Amanecer y los Estanques Reflectantes
La imagen emblemática de Angkor —las cinco torres reflejadas en el agua contra un cielo rosa y dorado— ocurre en los estanques reflectantes de la calzada oeste. El estanque norte, a su izquierda según mira al templo, es el lugar clásico, donde las torres se duplican nítidamente en el agua quieta. Angkor Wat abre temprano, alrededor de las 05:00, para el amanecer, y la rutina es llegar en la oscuridad, instalarse junto al estanque y esperar a que el cielo se coloree detrás de la silueta. Es el momento más popular del día, así que los mejores lugares se ocupan entre 30 y 45 minutos antes de que aparezca el sol.
El amanecer es glorioso, pero también es la hora de mayor afluencia del templo, con multitudes apiñadas a lo largo del borde del estanque. Dos cosas ayudan.
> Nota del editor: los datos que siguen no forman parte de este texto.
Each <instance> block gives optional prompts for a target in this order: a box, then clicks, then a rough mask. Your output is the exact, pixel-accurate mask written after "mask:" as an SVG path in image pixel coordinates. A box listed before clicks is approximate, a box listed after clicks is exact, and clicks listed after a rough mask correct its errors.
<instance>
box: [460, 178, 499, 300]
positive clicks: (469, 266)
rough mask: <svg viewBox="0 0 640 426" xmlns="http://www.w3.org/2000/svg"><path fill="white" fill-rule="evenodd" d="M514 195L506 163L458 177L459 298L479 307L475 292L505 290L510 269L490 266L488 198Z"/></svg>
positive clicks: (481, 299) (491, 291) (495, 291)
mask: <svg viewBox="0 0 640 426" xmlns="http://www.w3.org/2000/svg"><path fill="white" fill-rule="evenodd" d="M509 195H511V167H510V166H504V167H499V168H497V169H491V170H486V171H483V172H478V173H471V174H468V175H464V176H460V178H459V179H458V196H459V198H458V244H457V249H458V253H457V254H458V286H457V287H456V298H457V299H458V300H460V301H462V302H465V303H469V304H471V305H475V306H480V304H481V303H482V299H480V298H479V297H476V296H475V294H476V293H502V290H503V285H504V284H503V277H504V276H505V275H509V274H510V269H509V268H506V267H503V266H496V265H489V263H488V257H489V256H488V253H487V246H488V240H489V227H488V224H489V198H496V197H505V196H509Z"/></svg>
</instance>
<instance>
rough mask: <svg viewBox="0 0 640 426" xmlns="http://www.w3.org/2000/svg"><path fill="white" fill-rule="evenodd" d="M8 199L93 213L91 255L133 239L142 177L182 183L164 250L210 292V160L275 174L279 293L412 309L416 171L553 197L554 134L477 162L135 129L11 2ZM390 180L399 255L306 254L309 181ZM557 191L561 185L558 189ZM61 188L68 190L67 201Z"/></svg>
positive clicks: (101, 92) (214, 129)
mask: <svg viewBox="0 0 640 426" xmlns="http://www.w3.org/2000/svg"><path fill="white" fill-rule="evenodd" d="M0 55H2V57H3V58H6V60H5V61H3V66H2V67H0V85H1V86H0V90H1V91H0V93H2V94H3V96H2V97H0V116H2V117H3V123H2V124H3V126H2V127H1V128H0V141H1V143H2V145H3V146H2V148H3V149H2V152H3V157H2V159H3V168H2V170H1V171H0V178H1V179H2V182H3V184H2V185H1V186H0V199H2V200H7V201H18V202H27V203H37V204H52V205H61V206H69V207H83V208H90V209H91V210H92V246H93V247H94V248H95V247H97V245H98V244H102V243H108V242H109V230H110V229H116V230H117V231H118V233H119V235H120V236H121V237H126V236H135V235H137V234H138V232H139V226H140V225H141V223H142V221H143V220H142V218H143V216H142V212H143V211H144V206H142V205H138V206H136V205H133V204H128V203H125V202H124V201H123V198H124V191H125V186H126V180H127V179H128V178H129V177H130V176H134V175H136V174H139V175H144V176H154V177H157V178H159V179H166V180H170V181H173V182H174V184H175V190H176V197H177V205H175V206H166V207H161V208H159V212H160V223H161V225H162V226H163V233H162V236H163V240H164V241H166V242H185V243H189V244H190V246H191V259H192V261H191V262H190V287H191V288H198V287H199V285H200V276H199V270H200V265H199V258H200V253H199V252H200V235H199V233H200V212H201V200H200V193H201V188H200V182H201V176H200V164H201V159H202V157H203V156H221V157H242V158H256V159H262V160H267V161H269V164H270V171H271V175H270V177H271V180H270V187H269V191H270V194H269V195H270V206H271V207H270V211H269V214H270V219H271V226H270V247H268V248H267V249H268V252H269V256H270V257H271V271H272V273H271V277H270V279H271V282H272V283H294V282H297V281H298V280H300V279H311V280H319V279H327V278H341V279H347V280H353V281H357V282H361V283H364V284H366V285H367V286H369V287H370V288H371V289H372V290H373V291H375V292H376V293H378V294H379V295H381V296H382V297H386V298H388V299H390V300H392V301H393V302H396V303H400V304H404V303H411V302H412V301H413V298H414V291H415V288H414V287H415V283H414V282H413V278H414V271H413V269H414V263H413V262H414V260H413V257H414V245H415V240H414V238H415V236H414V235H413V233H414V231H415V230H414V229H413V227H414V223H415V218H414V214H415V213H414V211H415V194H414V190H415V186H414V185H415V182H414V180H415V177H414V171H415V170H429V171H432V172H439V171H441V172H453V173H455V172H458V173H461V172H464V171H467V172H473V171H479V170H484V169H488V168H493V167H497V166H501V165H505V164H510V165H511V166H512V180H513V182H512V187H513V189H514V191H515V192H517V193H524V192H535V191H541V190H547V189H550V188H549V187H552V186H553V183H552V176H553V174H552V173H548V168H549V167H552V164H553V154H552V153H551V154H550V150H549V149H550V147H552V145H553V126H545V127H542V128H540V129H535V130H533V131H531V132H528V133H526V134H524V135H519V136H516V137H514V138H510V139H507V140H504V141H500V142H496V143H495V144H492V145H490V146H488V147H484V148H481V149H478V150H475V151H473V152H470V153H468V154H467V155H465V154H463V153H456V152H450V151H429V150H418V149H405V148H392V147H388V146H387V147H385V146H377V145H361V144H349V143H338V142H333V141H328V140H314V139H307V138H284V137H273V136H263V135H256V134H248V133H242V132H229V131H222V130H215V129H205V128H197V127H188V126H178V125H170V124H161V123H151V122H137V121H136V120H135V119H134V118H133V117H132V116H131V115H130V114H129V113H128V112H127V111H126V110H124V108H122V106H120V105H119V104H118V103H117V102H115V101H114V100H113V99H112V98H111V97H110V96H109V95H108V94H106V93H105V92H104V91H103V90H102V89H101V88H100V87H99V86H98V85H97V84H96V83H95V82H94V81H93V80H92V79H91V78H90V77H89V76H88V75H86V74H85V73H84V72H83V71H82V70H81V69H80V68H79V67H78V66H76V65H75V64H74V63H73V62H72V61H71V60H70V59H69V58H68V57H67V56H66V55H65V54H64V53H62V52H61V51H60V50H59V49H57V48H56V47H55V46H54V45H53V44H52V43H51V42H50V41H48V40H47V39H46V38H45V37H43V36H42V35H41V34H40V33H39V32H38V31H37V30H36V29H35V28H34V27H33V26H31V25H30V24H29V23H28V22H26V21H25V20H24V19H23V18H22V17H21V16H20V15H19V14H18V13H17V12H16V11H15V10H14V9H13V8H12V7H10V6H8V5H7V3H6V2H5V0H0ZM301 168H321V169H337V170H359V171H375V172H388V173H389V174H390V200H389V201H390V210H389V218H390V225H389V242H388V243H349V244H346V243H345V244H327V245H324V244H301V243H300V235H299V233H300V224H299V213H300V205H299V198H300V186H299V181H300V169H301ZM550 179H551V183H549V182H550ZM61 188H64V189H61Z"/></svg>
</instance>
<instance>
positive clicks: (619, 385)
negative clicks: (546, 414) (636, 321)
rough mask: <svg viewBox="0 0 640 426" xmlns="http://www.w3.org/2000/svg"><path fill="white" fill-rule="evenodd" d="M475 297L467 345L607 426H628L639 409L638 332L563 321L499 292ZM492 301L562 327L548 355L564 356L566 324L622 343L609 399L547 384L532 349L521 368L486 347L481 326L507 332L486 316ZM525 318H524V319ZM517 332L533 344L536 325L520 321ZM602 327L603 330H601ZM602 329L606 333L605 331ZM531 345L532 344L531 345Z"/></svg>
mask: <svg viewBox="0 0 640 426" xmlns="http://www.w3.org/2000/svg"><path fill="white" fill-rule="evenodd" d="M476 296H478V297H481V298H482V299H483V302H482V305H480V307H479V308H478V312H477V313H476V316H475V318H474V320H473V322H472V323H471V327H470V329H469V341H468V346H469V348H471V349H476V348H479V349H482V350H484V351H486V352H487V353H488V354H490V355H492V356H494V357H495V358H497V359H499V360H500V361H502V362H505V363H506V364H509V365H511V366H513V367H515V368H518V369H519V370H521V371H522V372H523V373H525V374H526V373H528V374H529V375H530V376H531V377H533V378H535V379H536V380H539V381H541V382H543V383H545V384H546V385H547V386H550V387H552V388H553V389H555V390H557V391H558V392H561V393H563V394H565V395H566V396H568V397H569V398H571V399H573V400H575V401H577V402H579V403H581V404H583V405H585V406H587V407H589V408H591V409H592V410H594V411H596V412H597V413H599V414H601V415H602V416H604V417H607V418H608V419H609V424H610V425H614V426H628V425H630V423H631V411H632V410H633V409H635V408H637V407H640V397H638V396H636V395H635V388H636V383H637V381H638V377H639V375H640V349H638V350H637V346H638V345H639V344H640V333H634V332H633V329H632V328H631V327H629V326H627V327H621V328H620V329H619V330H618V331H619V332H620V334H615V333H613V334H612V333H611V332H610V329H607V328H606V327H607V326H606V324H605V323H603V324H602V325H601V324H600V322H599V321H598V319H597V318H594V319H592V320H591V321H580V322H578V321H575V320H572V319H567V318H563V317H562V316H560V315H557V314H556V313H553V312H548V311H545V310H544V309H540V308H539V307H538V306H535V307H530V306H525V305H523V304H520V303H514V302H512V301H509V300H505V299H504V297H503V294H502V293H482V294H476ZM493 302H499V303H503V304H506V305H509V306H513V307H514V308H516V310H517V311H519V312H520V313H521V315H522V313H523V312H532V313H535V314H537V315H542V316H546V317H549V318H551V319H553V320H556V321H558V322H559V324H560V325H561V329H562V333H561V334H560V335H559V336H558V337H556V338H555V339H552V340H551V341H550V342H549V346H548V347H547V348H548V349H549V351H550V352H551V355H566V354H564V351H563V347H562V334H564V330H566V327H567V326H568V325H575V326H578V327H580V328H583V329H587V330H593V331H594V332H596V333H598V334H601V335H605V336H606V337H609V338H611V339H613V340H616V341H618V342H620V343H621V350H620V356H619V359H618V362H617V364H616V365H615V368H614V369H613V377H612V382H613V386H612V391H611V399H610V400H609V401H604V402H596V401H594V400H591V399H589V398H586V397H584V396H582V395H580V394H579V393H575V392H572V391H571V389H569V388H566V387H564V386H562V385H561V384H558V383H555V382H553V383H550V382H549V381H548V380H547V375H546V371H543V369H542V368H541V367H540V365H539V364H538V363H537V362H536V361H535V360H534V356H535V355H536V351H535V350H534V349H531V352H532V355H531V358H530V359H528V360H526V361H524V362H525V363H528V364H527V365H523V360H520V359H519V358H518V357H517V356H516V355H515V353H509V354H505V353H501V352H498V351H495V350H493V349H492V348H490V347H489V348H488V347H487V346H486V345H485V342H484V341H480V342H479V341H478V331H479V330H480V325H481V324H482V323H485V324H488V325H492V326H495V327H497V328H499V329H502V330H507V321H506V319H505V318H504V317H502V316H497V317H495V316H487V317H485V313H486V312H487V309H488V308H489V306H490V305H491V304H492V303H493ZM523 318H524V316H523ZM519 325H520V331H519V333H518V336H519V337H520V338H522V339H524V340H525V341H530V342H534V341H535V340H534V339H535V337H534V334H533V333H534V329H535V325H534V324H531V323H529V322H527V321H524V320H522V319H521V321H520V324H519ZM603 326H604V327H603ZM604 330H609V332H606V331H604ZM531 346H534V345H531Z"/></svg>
Primero, como el pase de Angkor es de fecha abierta, puede elegir una mañana con pronóstico despejado en lugar de arriesgarse a un amanecer nublado que apague los colores. Segundo, no tiene que luchar por el reflejo de manual: muchos visitantes disfrutan viendo la luz llegar desde un rincón más tranquilo de los terrenos, para luego explorar las galerías mientras la multitud del amanecer sigue agrupada junto al agua. Después del alba, las primeras horas se encuentran entre las más frescas y gratificantes para ver el resto del templo.
Preguntas frecuentes
¿Cuál es el relieve más famoso de Angkor Wat?
El Batido del Océano de Leche, en la galería este de bajorrelieves, donde 88 dioses y 92 demonios tiran de una serpiente gigante para batir el océano bajo la dirección de Vishnú. Es uno de los bajorrelieves más largos y hermosos del mundo.
¿Se puede subir a la cima de Angkor Wat?
Sí: el nivel superior del Bakan se alcanza por una escalera fija muy empinada. Se exige estrictamente el código de vestimenta (hombros y rodillas cubiertos), puede cerrar en ciertos días budistas y no es apto para quienes se sientan incómodos con escaleras muy pronunciadas.
¿Por qué Angkor Wat tiene cinco torres?
Las cinco torres forman un quincunce que representa los picos del monte Meru, la montaña en el centro del cosmos hindú. Todo el templo es un modelo de piedra del universo: el foso como océano, los muros como montañas, las torres como el hogar de los dioses.
¿Qué son las mujeres talladas en los muros?
Son devatas y apsaras — mujeres celestiales divinas y danzantes. Angkor Wat tiene más de 1.700 de ellas, cada una tallada individualmente con diferentes peinados, joyas y posturas, por lo que no hay dos exactamente iguales.
¿Cuánto tiempo debo pasar dentro de Angkor Wat?
Dedique al menos dos o tres horas para ver el templo adecuadamente: la calzada y los estanques, las cuatro galerías de bajorrelieves, las bibliotecas y la subida al Bakan. Recorrerlo en 45 minutos hace que se pierda la mayor parte de lo que lo hace extraordinario.
¿Cuál es el mejor lugar para la foto del reflejo del amanecer?
El estanque reflectante del norte, de los dos en la calzada oeste, a su izquierda al mirar el templo. Llegue 30–45 minutos antes del amanecer en las mañanas concurridas para asegurarse un lugar junto al agua.
¿Hay un código de vestimenta dentro de Angkor Wat?
Sí. Los hombros y las rodillas deben estar cubiertos para todos los visitantes, y el nivel superior del Bakan lo exige estrictamente, negando la entrada a quien lleve camisetas de tirantes, pantalones cortos o faldas cortas. Un pañuelo ligero o un pareo es la solución fácil.